What is this research project about?
We study the genetic diversity of the virosphere at different scales because we are interested in better understanding the diversity of viruses both across eukaryotes and within the human virome. By utilizing a high-performance computing-based virus discovery approach developed by us, we screen sequencing data for the presence of known and unknown viral sequences, including highly divergent viruses with no close relatives in reference databases. We apply this approach to very large amounts of published sequencing data and to unpublished data from patient cohorts in order to explore inter-individual differences in virome composition between diseased and healthy persons.
Furthermore, we seek to extend our virus discovery approach to animal viruses, aiming to identify primate and other vertebrate species harboring unknown relatives of human pathogenic viruses, which may form the basis for establishing new animal infection models.

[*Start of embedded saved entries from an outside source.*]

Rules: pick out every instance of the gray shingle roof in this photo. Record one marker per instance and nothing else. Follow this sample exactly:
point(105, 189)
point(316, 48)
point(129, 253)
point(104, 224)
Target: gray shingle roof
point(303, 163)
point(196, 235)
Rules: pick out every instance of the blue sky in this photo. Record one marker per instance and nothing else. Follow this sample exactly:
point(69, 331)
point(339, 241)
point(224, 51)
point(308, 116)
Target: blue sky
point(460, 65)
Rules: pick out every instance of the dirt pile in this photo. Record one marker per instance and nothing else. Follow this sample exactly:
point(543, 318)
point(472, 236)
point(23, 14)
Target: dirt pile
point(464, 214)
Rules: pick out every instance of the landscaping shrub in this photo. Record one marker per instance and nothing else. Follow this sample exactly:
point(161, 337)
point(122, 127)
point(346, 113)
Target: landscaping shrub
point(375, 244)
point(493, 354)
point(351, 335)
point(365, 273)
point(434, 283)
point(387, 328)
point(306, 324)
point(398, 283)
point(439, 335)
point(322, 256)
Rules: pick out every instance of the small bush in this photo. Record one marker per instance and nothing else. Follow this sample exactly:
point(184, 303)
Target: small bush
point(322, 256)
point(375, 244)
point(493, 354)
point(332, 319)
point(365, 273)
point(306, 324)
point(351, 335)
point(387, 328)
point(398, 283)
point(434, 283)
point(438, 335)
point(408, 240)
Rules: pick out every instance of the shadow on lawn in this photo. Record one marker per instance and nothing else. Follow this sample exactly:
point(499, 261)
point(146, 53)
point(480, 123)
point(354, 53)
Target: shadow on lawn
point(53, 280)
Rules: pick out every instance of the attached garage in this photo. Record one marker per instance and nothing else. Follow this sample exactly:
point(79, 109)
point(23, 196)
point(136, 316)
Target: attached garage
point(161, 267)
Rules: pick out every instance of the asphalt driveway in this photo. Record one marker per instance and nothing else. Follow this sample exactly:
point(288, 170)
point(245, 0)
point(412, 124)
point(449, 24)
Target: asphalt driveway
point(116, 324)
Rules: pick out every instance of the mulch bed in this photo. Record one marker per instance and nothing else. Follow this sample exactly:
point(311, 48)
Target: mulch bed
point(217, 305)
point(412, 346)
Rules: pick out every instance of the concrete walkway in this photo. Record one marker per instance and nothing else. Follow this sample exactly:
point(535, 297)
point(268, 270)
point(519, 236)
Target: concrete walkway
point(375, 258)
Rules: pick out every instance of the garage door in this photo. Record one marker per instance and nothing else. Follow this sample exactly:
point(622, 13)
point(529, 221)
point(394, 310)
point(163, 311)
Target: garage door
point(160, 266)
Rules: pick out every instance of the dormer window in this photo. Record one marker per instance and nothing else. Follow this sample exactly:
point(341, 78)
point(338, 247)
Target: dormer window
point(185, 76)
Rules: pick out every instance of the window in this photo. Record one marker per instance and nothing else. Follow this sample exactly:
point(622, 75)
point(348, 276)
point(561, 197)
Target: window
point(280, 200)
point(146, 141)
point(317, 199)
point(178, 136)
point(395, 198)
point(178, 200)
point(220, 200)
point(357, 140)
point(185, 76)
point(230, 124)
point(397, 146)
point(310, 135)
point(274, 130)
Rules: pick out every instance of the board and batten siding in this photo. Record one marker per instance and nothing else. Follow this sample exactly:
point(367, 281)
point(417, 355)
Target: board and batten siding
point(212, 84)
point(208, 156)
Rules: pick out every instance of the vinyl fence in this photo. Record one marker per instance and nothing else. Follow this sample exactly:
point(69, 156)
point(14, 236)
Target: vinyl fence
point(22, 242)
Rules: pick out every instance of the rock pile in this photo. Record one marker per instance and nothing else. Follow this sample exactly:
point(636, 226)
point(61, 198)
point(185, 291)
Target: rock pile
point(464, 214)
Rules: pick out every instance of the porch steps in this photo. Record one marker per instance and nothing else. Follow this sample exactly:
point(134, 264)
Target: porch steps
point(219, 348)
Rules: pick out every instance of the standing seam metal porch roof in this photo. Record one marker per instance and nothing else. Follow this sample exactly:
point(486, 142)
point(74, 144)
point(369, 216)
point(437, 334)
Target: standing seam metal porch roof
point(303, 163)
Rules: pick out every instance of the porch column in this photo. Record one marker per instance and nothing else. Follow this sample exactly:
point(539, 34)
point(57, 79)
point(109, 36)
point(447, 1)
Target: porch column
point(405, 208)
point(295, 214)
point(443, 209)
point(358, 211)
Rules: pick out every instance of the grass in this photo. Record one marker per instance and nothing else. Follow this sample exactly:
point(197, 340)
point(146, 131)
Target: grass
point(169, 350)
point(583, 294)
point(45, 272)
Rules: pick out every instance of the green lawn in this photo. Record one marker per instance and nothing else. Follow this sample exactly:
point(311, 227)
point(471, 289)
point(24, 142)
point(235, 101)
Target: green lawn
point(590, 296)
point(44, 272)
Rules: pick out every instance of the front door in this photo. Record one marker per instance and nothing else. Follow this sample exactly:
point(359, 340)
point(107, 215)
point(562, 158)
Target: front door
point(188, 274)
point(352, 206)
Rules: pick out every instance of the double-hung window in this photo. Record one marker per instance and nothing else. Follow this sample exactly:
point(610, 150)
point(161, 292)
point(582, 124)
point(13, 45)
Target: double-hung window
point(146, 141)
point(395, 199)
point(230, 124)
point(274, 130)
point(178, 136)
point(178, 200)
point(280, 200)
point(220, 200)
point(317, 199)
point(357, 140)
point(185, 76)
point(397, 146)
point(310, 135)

In addition to that, we are involved in project A1 where we study genetic determinants of severe infection with the human respiratory syncytial virus (RSV) in infants.
What’s the current status?
We have developed a high-performance computing workflow for the discovery of viral sequences in unprocessed next generation sequencing (NGS) data that we originally developed to search for novel RNA viruses in published NGS data from the Sequence Read Archive (SRA) repository. We have so far screened about 500,000 SRA datasets covering the full spectrum of available eukaryotic transcriptomes and discovered numerous sequences from known and unknown RNA viruses. In addition, we have analyzed about 76,000 human SRA experiments with available tissue/organ annotation, which led us to identify numerous known and novel anelloviruses, amongst others. Notably, we frequently detected the genomes of dozens of viruses in the same sample, suggesting that viral communities may exist within an individual person. These studies, and in particular analyses aiming to uncover possible association with health and disease, are ongoing.
How do we get there?
We will expand our screen of the SRA repository to analyze many more of the millions of available human experiments. Complementary to this, we have initiated collaborations within RESIST to analyze the virome of patients with primary immunodeficiencies and of premature infants. In order to improve the sensitivity of our virus discovery approach, we started with the development of a new method based on artificial neural networks. By incorporating both sequence information and secondary and tertiary protein structure information predicted by methods like AlphaFold, we expect to be able to identify highly divergent viral sequences in NGS data that remained undetected in previous analyses basing on sequence homology alone.